Advanced file sort
UltraEdit has a powerful sort engine that allows you to sort file large amounts of file data based on several "keys" that may be set. By default, UltraEdit will sort a file alphabetically by looking at the first character of the line. In the tutorial below, we will take a look at some of the advanced sort options that allow you to sort data based on a specific column or block of data.
Advanced File Sort: Column-Based Sort
UltraEdit can perform sorting tasks on large files, but for the purpose of this tutorial we will be using a small amount of sample data. As you can see below, this sample data includes a name, a monetary amount, and a tax amount in fixed columns.
For advanced sort options, it will be necessary to convert your data to fixed column widths. If your data is not organized in fixed columns, you can got to Column : Convert to Fixed Column to achieve this.
For more information on converting data fields to fixed width, visit our Power Tip Working with CSV Files.
You can access the sort options under File : Advanced Sort/Options.
The default values for the Advanced Sort/Options are shown below. Within this dialog, you can configure the sort to be ascending or descending. You can also set options to remove duplicates, ignore case, or perform a numeric sort.
Sort Order (Ascending/descending)
This sets the sort for ascending or descending order. "Ascending" is the default.
- Ascending - This sets the sort for ascending order ('a' to 'z', 1-9).
- Descending - This sets the sort for descending order ('z' to 'a', 9-1).
See Remove Duplicates section below.
This option should be checked if you want the search to be insensitive to case, i.e. "CAT" is considered the same as "cat". Do not check this option if the sort should consider "CAT" different from "cat".
If this is checked, the sort will perform a numeric sort on the selected columns. Typically a sort is non-numeric and the values 1,11,111 would be sorted before 2,22,222 as 1 comes before 2. If a numeric sort is selected, the values would be sorted in numeric order (1,2,11,12,111,222). The numeric sort is not possible with a locale specific sort or when using the alternate sort method.
Click the "Sort" button to sort your file based on the configurations in the Advanced Sort/Options dialog. Below is a screenshot of our sample data after a sort with UltraEdit's default settings.
As an example, we would like to sort our file based on one of the numberical values - not the individual's name. In order to do this we will need to access the Advanced Sort/Options (in File : Sort : Advanced Sort/Options) and set a key.
A key is a a range of columns that will be used to sort the file. UltraEdit will only look at the Key (column range) and will sort the entire record (line), not just the data in the column. You can specify up to 4 hierarchical keys for a single sort. UltraEdit will look at Key 1 first. If the data between two lines is identical, UltraEdit will then look at Key 2, then Key 3, and finally Key 4.
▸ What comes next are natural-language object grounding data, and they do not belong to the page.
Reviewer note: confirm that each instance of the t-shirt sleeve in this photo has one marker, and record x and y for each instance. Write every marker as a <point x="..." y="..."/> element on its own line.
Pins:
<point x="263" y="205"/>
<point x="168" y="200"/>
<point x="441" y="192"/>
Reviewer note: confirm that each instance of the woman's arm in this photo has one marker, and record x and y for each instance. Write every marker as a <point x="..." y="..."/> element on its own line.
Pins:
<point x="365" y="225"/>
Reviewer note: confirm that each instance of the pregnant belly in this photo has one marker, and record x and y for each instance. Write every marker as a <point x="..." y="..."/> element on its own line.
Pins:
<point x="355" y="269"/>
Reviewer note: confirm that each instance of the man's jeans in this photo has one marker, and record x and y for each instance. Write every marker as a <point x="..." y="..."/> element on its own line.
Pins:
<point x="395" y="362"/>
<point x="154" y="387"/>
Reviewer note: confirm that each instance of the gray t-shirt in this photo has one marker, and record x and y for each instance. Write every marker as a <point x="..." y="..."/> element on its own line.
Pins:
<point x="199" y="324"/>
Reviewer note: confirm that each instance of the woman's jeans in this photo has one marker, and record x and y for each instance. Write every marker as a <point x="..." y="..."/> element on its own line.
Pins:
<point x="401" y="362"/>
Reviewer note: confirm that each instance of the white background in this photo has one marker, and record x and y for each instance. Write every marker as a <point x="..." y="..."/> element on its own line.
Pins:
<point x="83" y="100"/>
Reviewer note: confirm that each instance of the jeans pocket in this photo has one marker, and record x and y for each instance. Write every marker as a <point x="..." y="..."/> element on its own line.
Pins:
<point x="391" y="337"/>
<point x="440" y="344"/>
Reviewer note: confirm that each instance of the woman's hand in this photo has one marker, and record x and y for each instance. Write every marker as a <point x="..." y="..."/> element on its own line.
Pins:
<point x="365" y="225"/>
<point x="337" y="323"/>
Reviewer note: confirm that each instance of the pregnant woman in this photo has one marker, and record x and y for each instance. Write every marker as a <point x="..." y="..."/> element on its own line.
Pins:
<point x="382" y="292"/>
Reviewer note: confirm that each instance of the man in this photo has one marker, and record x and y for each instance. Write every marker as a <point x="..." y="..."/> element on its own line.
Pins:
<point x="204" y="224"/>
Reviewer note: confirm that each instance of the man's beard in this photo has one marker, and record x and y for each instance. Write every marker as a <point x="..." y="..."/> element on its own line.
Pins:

In our example, the column data for our key exists between columns 20 and 28. Therefore we will enter "20" for the Start Column and "28" for the End Column.
Clicking the "Sort" button gives us the output shown below.
Finally, we'd like to not only sort our sample data based on the main monetary amount, but on the tax amount as well. This is easy to do - we will enter the Start Column "32" (where our sample tax data begins) and the End Column "-1". Setting a value of "-1" will cause UltraEdit to look to the absolute end of the line.
After clicking "Sort", our output is shown below.
The remove duplicates allows you to delete duplicate records based on the sort keys. When you check the Remove Duplicates option, you will then configure the delete behavior using the "Where All Selected Keys Match" and "Where Any Selected Keys Match" options.
Note: The remove duplicate will only search the keys which are enabled (checked) in the "RD" column.
To understand the difference between "Where All Selected Keys Match" and "Where Any Selected Keys Match", consider you are sorting columns "One" and "Two" on the following example:
Where All Selected Keys Match
If you select the "Where All Selected Keys Match" option, the sort routine deletes the record when the data in BOTH (all) columns match - ie: it is recoginized as a duplicate if the data for the record (line) in both column One and Two match.
From the example above, the only duplicate record would be the 4th record because there is a "1" in column One and Two. So, the result would be:
Where Any Selected Keys Match
If you select the "Where Any Selected Keys Match" option, the sort routine deletes the record when the data in any of the columns match - ie: it is recoginized as a duplicate if the data for the record has a match in any other key on any other record.
From the example above, the duplicate records would be the 2nd and the 4th. The 4th record is a duplicate because column One has a 1 in both the 1st and 4th records. The 2nd record is a duplicate because there is a 1 in column Two in both the 1st and 2nd record. So, the result would be:
That's all there is to sorting columns - a very powerful and easy way of sorting your text data.